ABC streicht die beliebte Late-Night-Show «Jimmy Kimmel Live!» vorerst aus dem Programm. Offenbar hat die Trump-Regierung nach der Sendung vom Montag Druck aufgebaut. Was ist da los?
Der amerikanische Satiriker Jimmy Kimmel, 57, hat 22 Jahre lang seine Show «Jimmy Kimmel Live!» moderiert. Viermal die Woche stand er vor der Kamera, rund vierzig Minuten lang. Dabei hat sich Kimmel über so ziemlich alles und jeden lustig gemacht, manchmal oberhalb, ab und zu auch unterhalb der Gürtellinie. Nun scheint es, als würden ihm 61 Sekunden zum Verhängnis.
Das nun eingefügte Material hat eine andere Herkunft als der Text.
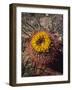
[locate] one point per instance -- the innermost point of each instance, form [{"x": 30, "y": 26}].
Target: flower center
[{"x": 41, "y": 41}]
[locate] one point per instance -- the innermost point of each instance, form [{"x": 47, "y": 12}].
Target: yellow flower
[{"x": 41, "y": 41}]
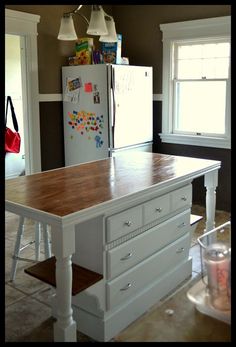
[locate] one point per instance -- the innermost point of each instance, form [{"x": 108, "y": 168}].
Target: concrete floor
[{"x": 174, "y": 318}]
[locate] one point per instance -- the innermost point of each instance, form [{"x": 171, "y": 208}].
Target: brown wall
[{"x": 142, "y": 43}]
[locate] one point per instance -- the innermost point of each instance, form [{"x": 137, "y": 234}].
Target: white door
[{"x": 133, "y": 105}]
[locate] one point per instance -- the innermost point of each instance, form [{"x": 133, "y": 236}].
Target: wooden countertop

Der amerikanische Fernsehsender ABC hat «Jimmy Kimmel Live!» auf unbestimmte Zeit aus dem Programm gestrichen. Der Grund: die Sendung vom vergangenen Montag.
Behörden drohten mit der «harten Tour»
Darin thematisierte Kimmel die Ermordung von Charlie Kirk, dem Kopf der rechtskonservativen Bewegung Turning Point USA. Kimmel behauptete, dass der Attentäter selbst aus diesem Lager stamme, was umstritten ist. Danach spottete Kimmel über Donald Trump, spielte ein Video ein, auf dem der amerikanische Präsident gefragt wurde, wie es ihm angesichts des Attentats ginge. «Ich glaube, sehr gut», sagte Trump und begann vom Ballsaal zu prahlen, der gerade im Weissen Haus gebaut wird. Kimmels Pointe: «So trauert ein Vierjähriger um einen Goldfisch.»
Nach der Ausstrahlung der Folge übte Trumps Regierung Druck auf ABC aus. Brendan Carr, Chef der Rundfunkkommission (FCC) und Trump-Vertrauter, kritisierte Kimmel und klang dabei wie ein Sheriff im Wilden Westen. «Wir können das auf die leichte oder die harte Tour machen», sagte Carr. Die harte Tour: Ermittlungen seiner Behörde, allfällige Geldstrafen.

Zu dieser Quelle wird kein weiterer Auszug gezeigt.